Re: [PATCH v1 1/2] s390x: KVM: accept STSI for CPU topology information

From: Pierre Morel
Date: Thu Jul 15 2021 - 07:31:12 EST




On 7/15/21 10:51 AM, David Hildenbrand wrote:
On 14.07.21 17:25, Pierre Morel wrote:
STSI(15.1.x) gives information on the CPU configuration topology.
Let's accept the interception of STSI with the function code 15 and
let the userland part of the hypervisor handle it.

Signed-off-by: Pierre Morel <pmorel@xxxxxxxxxxxxx>
---
  arch/s390/kvm/priv.c | 11 ++++++++++-
  1 file changed, 10 insertions(+), 1 deletion(-)

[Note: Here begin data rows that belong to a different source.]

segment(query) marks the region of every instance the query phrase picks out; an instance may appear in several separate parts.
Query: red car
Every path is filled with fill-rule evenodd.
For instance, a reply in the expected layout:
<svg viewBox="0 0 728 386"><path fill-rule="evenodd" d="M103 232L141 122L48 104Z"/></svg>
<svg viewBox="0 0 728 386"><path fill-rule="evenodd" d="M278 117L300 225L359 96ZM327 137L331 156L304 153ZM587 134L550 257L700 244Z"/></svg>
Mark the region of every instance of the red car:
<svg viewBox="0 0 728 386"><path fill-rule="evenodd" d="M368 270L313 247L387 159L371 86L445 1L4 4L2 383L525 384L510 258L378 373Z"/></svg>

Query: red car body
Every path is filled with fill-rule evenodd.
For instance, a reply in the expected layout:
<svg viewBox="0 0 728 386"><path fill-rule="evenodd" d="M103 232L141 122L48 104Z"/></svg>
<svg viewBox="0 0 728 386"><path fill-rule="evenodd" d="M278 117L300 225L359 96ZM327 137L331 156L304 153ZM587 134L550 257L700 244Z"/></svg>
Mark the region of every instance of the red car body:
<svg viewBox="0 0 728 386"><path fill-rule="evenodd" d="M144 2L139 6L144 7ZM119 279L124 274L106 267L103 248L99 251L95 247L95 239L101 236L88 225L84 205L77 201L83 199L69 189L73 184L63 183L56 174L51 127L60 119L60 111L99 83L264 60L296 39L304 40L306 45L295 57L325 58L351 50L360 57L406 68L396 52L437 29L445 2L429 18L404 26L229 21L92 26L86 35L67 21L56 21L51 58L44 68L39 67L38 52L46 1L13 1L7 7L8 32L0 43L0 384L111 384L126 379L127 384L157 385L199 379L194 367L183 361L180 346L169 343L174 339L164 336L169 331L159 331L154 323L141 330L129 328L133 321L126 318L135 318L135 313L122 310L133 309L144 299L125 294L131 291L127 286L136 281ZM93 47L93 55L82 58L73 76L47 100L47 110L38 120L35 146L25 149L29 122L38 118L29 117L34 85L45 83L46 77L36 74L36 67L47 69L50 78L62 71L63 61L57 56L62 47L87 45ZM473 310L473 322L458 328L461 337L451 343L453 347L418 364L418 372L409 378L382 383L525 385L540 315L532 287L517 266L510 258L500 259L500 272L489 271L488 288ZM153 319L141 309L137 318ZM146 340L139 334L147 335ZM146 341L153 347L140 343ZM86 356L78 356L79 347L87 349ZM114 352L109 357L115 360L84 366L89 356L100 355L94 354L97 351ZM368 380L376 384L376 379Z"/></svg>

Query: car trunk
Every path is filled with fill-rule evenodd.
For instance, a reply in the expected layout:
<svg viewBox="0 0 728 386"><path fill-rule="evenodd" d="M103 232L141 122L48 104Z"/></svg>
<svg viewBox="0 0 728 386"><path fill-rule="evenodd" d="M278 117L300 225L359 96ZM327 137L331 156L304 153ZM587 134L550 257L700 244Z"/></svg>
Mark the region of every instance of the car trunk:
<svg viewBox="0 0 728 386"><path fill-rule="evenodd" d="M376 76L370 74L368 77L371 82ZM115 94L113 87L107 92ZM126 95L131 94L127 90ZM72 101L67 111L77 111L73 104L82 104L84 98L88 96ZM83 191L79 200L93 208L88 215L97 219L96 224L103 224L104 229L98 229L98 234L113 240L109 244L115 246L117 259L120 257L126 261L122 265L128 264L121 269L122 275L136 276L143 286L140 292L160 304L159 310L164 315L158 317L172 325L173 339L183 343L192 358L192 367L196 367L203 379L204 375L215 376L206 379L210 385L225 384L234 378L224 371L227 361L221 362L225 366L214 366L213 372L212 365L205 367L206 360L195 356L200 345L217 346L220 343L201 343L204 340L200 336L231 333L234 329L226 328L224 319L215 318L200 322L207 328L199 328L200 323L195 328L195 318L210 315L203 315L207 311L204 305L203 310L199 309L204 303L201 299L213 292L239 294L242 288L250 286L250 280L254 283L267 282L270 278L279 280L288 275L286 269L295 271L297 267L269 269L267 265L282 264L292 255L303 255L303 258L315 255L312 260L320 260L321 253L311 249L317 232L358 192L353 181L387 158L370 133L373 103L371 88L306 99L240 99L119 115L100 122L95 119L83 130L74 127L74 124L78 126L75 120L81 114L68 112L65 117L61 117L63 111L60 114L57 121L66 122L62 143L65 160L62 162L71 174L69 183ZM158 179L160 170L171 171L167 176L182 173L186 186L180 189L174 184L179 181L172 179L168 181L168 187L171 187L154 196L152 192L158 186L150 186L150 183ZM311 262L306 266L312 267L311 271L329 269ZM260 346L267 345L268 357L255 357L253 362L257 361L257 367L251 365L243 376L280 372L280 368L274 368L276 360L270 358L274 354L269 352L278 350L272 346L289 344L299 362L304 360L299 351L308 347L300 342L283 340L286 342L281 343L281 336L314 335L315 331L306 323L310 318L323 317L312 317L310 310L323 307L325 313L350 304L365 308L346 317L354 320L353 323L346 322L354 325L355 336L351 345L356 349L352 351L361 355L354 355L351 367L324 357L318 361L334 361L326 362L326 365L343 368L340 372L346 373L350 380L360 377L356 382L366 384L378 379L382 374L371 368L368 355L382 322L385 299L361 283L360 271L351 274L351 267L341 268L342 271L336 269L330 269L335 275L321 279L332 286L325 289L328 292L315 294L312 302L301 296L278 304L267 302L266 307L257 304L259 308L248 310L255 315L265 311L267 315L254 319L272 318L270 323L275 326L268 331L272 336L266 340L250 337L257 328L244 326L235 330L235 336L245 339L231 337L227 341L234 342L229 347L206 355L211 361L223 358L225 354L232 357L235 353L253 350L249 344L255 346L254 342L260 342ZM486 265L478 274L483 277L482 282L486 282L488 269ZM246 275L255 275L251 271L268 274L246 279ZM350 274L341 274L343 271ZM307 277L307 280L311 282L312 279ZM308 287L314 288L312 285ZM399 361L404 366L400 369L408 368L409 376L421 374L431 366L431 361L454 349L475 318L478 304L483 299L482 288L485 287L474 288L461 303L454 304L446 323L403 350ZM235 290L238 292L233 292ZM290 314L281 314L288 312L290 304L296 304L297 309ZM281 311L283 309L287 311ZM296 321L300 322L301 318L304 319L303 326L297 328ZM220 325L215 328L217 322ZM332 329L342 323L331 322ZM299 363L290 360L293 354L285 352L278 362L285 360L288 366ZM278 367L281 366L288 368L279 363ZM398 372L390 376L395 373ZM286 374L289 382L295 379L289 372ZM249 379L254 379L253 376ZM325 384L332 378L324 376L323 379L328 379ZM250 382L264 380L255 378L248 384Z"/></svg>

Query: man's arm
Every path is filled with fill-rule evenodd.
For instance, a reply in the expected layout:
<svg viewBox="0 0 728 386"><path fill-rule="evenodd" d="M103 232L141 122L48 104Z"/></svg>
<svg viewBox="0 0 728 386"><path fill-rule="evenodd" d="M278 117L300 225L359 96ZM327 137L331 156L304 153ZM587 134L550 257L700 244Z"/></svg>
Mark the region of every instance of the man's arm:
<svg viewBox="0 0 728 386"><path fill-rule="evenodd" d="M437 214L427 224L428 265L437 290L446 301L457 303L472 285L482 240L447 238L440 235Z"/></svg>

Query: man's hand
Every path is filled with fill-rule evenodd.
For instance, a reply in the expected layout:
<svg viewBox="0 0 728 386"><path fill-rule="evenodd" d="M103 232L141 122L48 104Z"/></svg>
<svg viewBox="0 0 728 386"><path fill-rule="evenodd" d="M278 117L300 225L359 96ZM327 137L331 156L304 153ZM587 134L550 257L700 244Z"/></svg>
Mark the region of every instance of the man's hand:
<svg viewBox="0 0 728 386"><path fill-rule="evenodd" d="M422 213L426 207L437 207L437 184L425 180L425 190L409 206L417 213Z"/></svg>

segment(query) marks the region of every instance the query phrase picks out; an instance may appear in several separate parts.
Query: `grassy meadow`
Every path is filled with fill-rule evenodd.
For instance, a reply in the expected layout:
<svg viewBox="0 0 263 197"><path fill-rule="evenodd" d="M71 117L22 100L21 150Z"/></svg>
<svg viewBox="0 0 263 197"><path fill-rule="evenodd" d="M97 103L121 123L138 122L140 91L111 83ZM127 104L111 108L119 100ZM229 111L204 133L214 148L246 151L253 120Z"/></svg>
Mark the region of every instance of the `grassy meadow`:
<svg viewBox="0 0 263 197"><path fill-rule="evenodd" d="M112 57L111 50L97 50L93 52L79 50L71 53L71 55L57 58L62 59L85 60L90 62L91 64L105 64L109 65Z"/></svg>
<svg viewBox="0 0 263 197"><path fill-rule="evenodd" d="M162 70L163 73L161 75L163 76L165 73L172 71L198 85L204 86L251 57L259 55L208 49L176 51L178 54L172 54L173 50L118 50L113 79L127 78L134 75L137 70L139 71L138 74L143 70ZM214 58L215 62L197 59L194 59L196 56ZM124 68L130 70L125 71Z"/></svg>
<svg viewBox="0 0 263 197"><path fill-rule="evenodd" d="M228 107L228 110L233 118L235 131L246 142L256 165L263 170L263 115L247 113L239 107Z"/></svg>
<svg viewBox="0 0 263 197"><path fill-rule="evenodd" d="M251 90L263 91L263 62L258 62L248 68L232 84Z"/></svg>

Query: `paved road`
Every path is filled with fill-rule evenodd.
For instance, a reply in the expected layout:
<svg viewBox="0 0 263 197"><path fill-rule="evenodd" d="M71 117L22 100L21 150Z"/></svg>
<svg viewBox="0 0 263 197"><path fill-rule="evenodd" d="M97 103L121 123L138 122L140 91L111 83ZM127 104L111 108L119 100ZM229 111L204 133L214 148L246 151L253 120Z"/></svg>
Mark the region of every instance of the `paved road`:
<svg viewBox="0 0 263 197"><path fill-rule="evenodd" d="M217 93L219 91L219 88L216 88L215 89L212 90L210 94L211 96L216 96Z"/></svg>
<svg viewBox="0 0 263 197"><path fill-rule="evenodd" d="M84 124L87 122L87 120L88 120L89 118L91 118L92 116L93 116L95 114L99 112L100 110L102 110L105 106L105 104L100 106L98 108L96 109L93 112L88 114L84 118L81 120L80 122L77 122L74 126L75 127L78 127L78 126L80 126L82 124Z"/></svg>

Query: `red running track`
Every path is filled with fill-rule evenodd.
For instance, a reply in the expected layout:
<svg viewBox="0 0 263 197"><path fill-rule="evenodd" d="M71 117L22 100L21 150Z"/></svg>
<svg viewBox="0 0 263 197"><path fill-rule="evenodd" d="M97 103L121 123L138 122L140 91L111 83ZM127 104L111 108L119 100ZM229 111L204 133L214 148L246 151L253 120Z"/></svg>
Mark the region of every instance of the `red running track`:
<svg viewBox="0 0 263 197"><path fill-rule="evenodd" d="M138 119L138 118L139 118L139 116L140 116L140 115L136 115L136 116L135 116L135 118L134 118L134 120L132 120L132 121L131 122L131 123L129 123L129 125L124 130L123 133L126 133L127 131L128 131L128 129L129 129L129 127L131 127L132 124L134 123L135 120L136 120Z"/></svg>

diff --git a/arch/s390/kvm/priv.c b/arch/s390/kvm/priv.c
index 9928f785c677..4ab5f8b7780e 100644
--- a/arch/s390/kvm/priv.c
+++ b/arch/s390/kvm/priv.c
@@ -856,7 +856,7 @@ static int handle_stsi(struct kvm_vcpu *vcpu)
      if (vcpu->arch.sie_block->gpsw.mask & PSW_MASK_PSTATE)
          return kvm_s390_inject_program_int(vcpu, PGM_PRIVILEGED_OP);
-    if (fc > 3) {
+    if (fc > 3 && fc != 15) {
          kvm_s390_set_psw_cc(vcpu, 3);
          return 0;
      }
@@ -893,6 +893,15 @@ static int handle_stsi(struct kvm_vcpu *vcpu)
              goto out_no_data;
          handle_stsi_3_2_2(vcpu, (void *) mem);
          break;
+    case 15:
+        if (sel1 != 1 || sel2 < 2 || sel2 > 6)
+            goto out_no_data;
+        if (vcpu->kvm->arch.user_stsi) {
+            insert_stsi_usr_data(vcpu, operand2, ar, fc, sel1, sel2);
+            return -EREMOTE;
+        }
+        kvm_s390_set_psw_cc(vcpu, 3);
+        return 0;
      }
      if (kvm_s390_pv_cpu_is_protected(vcpu)) {
          memcpy((void *)sida_origin(vcpu->arch.sie_block), (void *)mem,


1. Setting GPRS to 0

I was wondering why we have the "vcpu->run->s.regs.gprs[0] = 0;"
for existing fc 1,2,3 in case we set cc=0.

Looking at the doc, all I find is:

"CC 0: Requested configuration-level number placed in
general register 0 or requested SYSIB informa-
tion stored"

But I don't find where it states that we are supposed to set
general register 0 to 0. Wouldn't we also have to do it for
fc=15 or for none?


It is only needed for fc 0, I do not see any reference to register 0 being set on output for other function code.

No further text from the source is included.